Unfortunately, fewer than half of patients with major depression achieve full remission following first-line treatment with a selective serotonin reuptake inhibitor (SSRI), creating a pressing need for new therapeutic approaches to address treatment-resistant depression. One strategy for improving treatment response recognizes the underlying mechanistic heterogeneity in major depressive disorder (MDD) and the associated need for focused treatments targeting biologically distinct subgroups of patients.
Tianeptine is an atypical antidepressant that has been used clinically in Europe, Asia, and South America since the late 1980s in millions of patients, but was never submitted for FDA approval and thus is not available in the US. Its efficacy in humans is well documented, and comparable to that of several commonly used classes of antidepressants, including selective serotonin reuptake inhibitors (SSRIs) and tricyclic antidepressants (TCAs). However, tianeptine’s molecular mechanism of action had remained unknown until recently. Work in our laboratory has shown that tianeptine acts as a selective agonist of the mu opioid receptor (MOR), signaling in a manner analogous to enkephalins and endorphins, the endogenous opioid peptides. In collaboration with the Hen laboratory, using both genetic knockout and pharmacological inhibition in mouse models for the study of depression, we have collected strong evidence that MOR is the direct molecular target by which tianeptine exerts its antidepressant effects, an entirely unique mechanism among existing antidepressants.
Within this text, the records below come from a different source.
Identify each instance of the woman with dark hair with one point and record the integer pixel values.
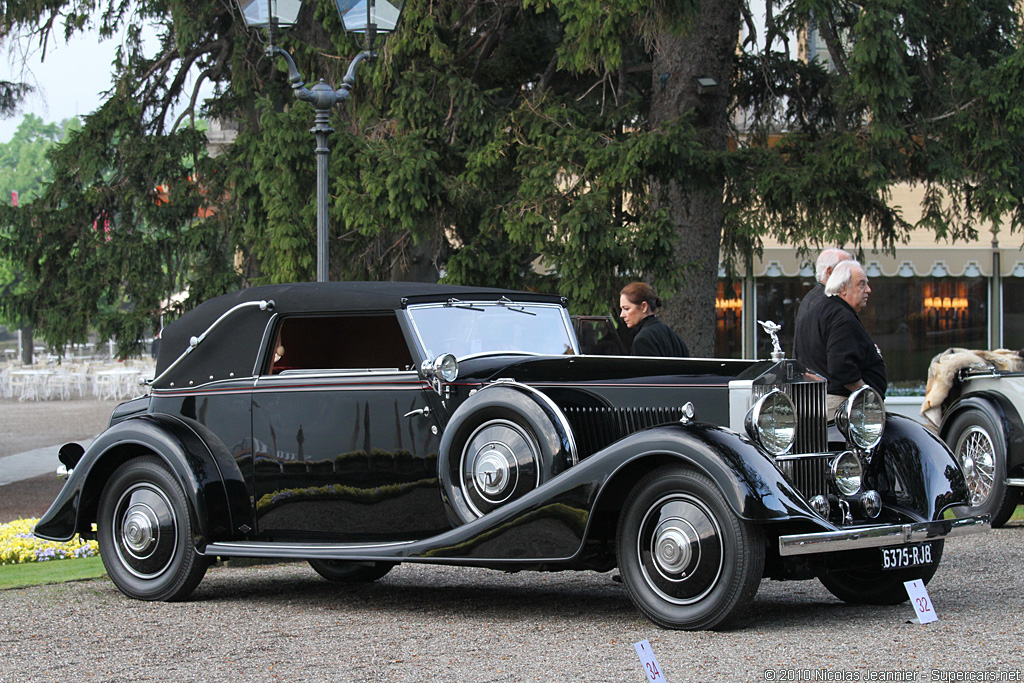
(652, 337)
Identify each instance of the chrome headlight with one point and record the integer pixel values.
(772, 423)
(847, 472)
(862, 418)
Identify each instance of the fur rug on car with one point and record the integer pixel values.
(944, 368)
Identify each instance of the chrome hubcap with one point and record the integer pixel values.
(144, 530)
(493, 470)
(977, 456)
(680, 548)
(674, 547)
(499, 464)
(139, 530)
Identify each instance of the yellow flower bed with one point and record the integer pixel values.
(17, 545)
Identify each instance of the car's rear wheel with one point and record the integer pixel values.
(879, 587)
(344, 571)
(146, 532)
(980, 447)
(685, 558)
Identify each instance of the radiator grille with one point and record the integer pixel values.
(812, 425)
(595, 428)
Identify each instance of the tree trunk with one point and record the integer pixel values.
(706, 51)
(27, 345)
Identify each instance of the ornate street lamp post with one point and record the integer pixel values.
(367, 16)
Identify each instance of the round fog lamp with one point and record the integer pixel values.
(871, 502)
(846, 472)
(820, 505)
(772, 423)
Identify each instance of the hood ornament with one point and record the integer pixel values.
(772, 329)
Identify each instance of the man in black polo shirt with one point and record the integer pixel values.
(837, 344)
(827, 260)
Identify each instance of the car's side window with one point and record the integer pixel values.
(341, 342)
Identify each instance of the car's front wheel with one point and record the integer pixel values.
(879, 587)
(980, 447)
(344, 571)
(685, 558)
(146, 532)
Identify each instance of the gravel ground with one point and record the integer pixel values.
(282, 622)
(442, 624)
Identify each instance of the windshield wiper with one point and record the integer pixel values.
(460, 304)
(512, 305)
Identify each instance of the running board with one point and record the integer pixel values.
(305, 551)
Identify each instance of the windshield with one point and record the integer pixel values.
(464, 328)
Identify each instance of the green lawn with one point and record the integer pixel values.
(37, 573)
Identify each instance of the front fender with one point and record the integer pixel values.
(553, 521)
(175, 442)
(753, 485)
(913, 469)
Significant evidence implicates dysfunction of endogenous opioid signaling pathways as a key biological deficit in some depressed patients. We hypothesize that a subgroup of depressed patients with deficient opioid receptor signaling will better respond to pharmacological interventions specifically targeting this biological mechanism.
Importantly, despite targeting MOR, at clinical doses tianeptine does not produce euphoria. In addition, in mice tianeptine administration does not lead to tolerance or withdrawal, in marked contrast to treatment with classical MOR ligands such as morphine. Our lab is working to understand the molecular mechanisms underlying tianeptine’s antidepressant activity and relative freedom of side effects and to develop novel antidepressants based on the mechanism of MOR agonism.